Journalist Fesperman explores the underbelly of grim, wartorn Sarajevo - the daily privations and small defeats, like trading with foreign journalists for a jar of instant coffee, or the pang of resentment and contempt when the same journalist speaks casually of leaving. He lays out the mechanics of profit for the gangsters, black-marketers, government opportunists and schemers for whom war is a bounty.

Petric, whose morning routine begins with counting the gravediggers across the street ("his daily census of the war") never quite overcomes the irony of investigating one man's intriguing murder while other corpses pile up.
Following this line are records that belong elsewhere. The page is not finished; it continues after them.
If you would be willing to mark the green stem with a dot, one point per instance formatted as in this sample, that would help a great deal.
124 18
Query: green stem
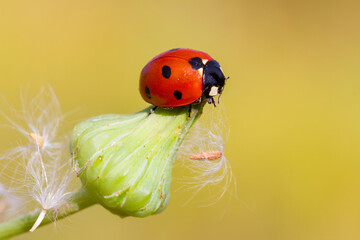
78 201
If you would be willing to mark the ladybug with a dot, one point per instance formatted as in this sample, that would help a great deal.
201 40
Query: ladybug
180 77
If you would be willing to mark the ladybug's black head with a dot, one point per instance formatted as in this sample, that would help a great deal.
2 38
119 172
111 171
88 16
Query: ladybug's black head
213 80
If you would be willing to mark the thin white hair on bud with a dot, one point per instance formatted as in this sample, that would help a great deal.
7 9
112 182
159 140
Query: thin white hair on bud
38 168
9 204
202 157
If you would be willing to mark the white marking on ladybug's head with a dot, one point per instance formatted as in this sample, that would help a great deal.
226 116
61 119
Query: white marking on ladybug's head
201 71
214 91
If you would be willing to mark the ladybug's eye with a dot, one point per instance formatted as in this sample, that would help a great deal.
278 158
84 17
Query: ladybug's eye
196 63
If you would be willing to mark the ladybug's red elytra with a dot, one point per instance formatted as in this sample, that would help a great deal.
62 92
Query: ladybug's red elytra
179 77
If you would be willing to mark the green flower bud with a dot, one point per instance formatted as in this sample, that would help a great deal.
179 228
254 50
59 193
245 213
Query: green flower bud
125 161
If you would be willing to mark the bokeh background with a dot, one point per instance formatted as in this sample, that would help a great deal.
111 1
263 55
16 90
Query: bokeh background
293 103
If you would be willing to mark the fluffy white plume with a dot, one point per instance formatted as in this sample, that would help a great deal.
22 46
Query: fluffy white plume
202 156
39 168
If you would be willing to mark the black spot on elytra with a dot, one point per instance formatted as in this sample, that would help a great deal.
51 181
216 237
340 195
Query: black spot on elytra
147 92
166 71
177 95
196 63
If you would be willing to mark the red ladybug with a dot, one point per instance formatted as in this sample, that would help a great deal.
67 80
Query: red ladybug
179 77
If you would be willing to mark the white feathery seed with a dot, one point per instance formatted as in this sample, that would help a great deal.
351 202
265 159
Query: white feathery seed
207 137
39 168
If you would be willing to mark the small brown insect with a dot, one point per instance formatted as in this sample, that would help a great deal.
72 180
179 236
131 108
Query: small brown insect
209 155
39 140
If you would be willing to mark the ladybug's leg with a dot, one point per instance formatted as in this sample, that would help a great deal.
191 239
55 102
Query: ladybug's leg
152 110
211 101
198 100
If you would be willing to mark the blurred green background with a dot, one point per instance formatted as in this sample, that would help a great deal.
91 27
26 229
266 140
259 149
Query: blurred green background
293 102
But as the scraps of evidence draw him into danger, the murder becomes his obsession.

Fesperman's Sarajevo is rendered with powerful delicacy, insight and detail. The reader feels Petric's trapped longings for his wife, his old life, a normal day. People get by, a testament to human adaptability, but some - too many - feed greedily on the hardships of others. Fesperman brings all this to bear without making his story depressing or robbing it of suspense. The climax is a riveting, explosive page-turner.

This remains the most powerful of Fesperman's books - though all are incisive, thoughtful, suspenseful and highly recommended.